93-year-old Jim Martin yesterday successfully parachuted into Normandy wearing all the same equipment he wore 70 years ago when he jumped as part of the preliminary bridgehead seizing operations leading up to the D-Day Normandy Invasion.

Click2Houston:

“I’m feeling fine,” Martin told reporters moments after landing in a French field. “… It was wonderful, absolutely wonderful.”

Martin was part of the U.S. 101st Airborne Division that parachuted down over Utah Beach in their bid to retake France and, eventually, the rest of Europe from Nazi Germany. They actually touched down in enemy-controlled territory a night before what’s referred to as D-Day.

His jump Thursday in the same area was different and — despite his being 93 years old now — a whole lot easier.

“It didn’t (compare),” Martin said, “because there wasn’t anybody shooting at me today.” …

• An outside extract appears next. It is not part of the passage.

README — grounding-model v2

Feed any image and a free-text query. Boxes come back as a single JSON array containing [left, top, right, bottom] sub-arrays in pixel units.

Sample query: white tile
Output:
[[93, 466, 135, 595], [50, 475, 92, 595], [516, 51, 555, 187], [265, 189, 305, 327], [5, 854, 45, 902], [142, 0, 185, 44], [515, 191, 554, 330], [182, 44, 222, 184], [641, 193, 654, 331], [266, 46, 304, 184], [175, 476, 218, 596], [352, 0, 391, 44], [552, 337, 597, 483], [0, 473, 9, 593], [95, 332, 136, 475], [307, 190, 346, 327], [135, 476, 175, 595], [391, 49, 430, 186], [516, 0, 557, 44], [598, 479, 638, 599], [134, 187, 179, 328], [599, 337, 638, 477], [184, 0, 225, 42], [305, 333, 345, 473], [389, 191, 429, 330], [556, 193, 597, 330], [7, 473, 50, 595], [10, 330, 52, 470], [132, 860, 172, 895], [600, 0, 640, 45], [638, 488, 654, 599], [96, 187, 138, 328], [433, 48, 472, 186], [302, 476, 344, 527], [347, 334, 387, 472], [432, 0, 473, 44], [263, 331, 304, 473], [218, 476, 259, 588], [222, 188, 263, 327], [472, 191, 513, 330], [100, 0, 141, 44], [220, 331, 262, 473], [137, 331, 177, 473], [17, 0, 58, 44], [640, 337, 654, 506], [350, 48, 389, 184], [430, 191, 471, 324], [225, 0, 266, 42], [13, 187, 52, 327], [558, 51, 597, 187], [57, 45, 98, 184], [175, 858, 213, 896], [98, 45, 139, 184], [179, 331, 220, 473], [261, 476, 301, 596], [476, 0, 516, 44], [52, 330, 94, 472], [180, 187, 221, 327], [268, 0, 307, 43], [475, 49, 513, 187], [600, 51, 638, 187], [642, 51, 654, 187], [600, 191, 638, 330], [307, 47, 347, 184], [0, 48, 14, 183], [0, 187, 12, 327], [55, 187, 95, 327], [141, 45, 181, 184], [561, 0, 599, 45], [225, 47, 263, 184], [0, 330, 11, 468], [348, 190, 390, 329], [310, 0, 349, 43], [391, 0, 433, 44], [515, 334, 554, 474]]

Seven decades later, Martin did it again — not fighting a bloody war but at least reliving his role in a military campaign that changed the course of history. Others joined him in this now daytime jump, though he was the only one from his generation.

This time, he said that he wasn’t scared because, “once you get in the plane, you forget everything.” Bored would be more like it.

As he told reporters afterward, “To tell you the truth, riding around in the plane is boring. It’s when you get off the plane, that’s when it gets exciting … But there’s no fear to it. It’s just something you do.”

Martin admitted that he was motivated by “a little bit of ego, (to show that) I’m 93 and I can still do it.”